George Will of the Washington Post is maddening. Today Ayn Rand, tomorrow George Soros.

He talks the talk about American liberty, then lauds guys of the Romney caste to lead us to freedom. He has sometimes gone softer than squishy on self-defense rights. In 1991 he suggested we might repeal the Second Amendment.

This happens to be one of his better days. It occurred to him that that the libertarian idea of leaving folks alone can be pretty broad. It can even be interpreted to include  the right to earn a living without years of tugging your forelock, on bended knee before the bureaucrats, begging permission to do a little honest business.

George discovered Jim and Cliff Courtney, two brothers conspiring to create a new ferry service across Lake Chelan in the Cascades. The State of Washington has marshaled its might to say, "No. There's already a state-sanctioned ferry service, so get lost."

"...84 years ago,"  Will writes, " Washington state asserted a principle much favored by all of America’s governments:It may parcel out certain economic liberties sparingly and only to those who can prove to government that their exercise of their liberty will satisfy some government-concocted criteria."


(I doubt there are many better  better short definitions of tyranny in the English language.)


Jim and Cliff run a resort on one end of the 55-mile-long lake, far beyond the end of  any road. so you get to those environs by private boat or plane or  a seasonal two-vessel ferry service -- a government sanctioned monopoly. The two boats operate once a day, both sailing at the same time and, get this, in the same direction.


The brothers think they can do better. All they need is approval of  a couple of dozen bureaucrats to sign off on their application for a "certificate of public interest, convenience, and necessity." The bureaucrats tell Jim and Cliff to go pound rocks, and  the lawsuit begins.


Back to Will. He's referring to a couple of old Supreme Court decisions which hold that personal liberty does not necessarily mean personal economic liberty.

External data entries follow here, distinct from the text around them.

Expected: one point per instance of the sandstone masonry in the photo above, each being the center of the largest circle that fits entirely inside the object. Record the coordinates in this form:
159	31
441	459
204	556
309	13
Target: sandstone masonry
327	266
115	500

"It is now routine for government to have transactions with rent-seekers — private interests who want public power used to confer advantages on them, or disadvantages on competitors. This case from a remote region of Washington state explains much about a Washington 2,200 miles away. Start with a misbegotten constitutional principle that denigrates economic liberty as less than fundamental, and thus licenses government to ration such liberty. You end with the pandemic rent-seeking that defines the nation’s capital."


---


Yes, Sir.

And just a couple of personal notes. I fully agree with you that the might of government ought to be brought brought down on the designated hitter rule. On the other hand, may I suggest you seek treatment for your recurring attacks of  hoplophobia?